During a WRF-Chem build (`WRF_CHEM=1`, `WRF_KPP=1`), the `chem/KPP/compile_wkc` step iterates over mechanisms and exits with:

Bash:
> `ERROR: variable name for third body in KPP species file is expected to be M, but was not found in cbm4 species file`

It occurs while processing:


Code:
chem/KPP/mechanisms/cbm4/cbm4.spc

Other mechanisms in the same tree define the third-body species explicitly as `M` (commonly annotated as “third body”), and the coupler logic appears to require that exact symbol name. In my case, CBM4’s `cbm4.spc` does not contain `M`, so the mechanism validation fails and the overall build stops—even if CBM4 is not the mechanism I intend to run.

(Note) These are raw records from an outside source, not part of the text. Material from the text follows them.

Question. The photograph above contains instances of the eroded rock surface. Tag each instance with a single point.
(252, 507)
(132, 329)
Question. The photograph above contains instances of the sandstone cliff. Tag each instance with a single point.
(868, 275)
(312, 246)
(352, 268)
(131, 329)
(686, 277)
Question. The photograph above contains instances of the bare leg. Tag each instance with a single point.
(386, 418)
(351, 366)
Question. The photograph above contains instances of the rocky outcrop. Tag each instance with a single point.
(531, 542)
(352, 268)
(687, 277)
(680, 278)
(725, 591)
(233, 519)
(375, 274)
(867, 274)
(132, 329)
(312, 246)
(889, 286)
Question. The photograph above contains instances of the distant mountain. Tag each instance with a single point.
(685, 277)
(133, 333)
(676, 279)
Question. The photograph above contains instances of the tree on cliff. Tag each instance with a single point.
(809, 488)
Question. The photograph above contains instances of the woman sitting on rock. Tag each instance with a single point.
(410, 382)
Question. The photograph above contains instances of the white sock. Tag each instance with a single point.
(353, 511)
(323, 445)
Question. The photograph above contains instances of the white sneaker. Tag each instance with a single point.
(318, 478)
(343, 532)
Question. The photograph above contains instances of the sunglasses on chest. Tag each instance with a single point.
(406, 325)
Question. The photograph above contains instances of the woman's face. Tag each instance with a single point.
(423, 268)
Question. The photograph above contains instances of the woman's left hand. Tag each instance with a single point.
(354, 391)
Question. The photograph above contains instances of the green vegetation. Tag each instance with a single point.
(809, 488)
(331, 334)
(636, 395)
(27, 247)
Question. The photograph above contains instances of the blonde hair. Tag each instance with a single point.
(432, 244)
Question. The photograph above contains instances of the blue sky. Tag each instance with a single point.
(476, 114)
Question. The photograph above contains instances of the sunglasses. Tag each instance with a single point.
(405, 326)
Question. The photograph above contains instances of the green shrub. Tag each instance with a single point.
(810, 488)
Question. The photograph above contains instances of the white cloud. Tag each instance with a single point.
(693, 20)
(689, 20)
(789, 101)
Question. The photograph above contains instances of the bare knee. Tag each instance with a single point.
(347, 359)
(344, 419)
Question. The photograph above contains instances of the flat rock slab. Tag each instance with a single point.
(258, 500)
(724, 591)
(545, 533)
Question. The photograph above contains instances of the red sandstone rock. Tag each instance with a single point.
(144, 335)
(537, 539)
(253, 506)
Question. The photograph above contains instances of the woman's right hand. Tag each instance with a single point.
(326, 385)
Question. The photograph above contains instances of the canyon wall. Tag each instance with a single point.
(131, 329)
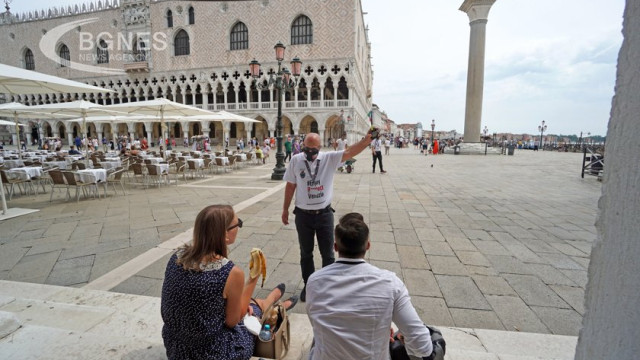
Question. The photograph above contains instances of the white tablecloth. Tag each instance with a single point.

This suggests a mismatch between:

* the WKC/KPP expectations (“third body must be named `M`”), and
* the shipped CBM4 species file content (missing/renamed third-body definition).

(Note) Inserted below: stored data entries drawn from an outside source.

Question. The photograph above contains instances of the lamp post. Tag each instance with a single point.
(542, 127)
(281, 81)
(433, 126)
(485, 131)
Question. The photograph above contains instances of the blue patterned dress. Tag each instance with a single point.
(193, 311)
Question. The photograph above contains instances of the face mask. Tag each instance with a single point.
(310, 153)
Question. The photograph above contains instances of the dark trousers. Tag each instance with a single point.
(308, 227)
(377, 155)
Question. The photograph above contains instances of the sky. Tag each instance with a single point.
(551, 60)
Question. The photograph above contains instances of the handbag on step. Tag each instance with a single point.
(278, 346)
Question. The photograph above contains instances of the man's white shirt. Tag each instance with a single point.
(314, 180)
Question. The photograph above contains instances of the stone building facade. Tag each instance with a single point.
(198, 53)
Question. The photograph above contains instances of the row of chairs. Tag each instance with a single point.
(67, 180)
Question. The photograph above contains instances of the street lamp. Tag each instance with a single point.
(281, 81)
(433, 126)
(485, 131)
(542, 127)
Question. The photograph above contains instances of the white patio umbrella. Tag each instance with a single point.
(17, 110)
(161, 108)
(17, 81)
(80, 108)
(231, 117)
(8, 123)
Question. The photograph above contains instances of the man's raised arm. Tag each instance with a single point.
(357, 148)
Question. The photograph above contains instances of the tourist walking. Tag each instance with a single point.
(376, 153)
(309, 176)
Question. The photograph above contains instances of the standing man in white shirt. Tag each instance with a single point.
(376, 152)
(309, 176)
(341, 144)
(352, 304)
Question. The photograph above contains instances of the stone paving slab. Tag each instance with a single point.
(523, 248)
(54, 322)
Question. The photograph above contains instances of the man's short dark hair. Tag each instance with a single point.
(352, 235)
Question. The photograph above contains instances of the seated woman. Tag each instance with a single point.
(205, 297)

Can NCAR/WRF-Chem maintainers confirm whether:

1. `cbm4.spc` is supposed to include a third-body species named `M`, and/or
2. `compile_wkc` should be more flexible for CBM4 naming, and/or
3. this is a packaging/version regression specific to certain releases?
Any update one this?
 
Hi all — I’m seeing a reproducible WRF-Chem/KPP build stop that looks like an internal consistency issue in the CBM4 mechanism files


During a WRF-Chem build (`WRF_CHEM=1`, `WRF_KPP=1`), the `chem/KPP/compile_wkc` step iterates over mechanisms and exits with:

Bash:
> `ERROR: variable name for third body in KPP species file is expected to be M, but was not found in cbm4 species file`

It occurs while processing:


Code:
chem/KPP/mechanisms/cbm4/cbm4.spc

Other mechanisms in the same tree define the third-body species explicitly as `M` (commonly annotated as “third body”), and the coupler logic appears to require that exact symbol name. In my case, CBM4’s `cbm4.spc` does not contain `M`, so the mechanism validation fails and the overall build stops—even if CBM4 is not the mechanism I intend to run.

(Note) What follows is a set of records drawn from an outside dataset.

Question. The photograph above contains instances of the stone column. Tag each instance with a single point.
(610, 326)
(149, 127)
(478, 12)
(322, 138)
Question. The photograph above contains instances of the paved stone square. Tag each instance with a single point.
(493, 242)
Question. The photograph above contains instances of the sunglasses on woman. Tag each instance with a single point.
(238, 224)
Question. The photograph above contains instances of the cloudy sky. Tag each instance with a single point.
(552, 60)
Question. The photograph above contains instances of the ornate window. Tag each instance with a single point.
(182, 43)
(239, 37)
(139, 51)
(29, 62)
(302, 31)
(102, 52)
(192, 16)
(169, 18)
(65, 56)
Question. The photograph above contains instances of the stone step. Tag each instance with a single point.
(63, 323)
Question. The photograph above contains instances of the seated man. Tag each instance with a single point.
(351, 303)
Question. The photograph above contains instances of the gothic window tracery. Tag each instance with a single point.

This suggests a mismatch between:

* the WKC/KPP expectations (“third body must be named `M`”), and
* the shipped CBM4 species file content (missing/renamed third-body definition).

Can NCAR/WRF-Chem maintainers confirm whether:

1. `cbm4.spc` is supposed to include a third-body species named `M`, and/or
2. `compile_wkc` should be more flexible for CBM4 naming, and/or
3. this is a packaging/version regression specific to certain releases?
seems to be a flex lib issue utilizing the flex apt package. If you install flex from source locally on your computer and point it to that it resolves the issue.

I would recommend for WRF 4.8.0 coming out soon that there be an optional instruction guide for installing flex package as part of the WRF library files.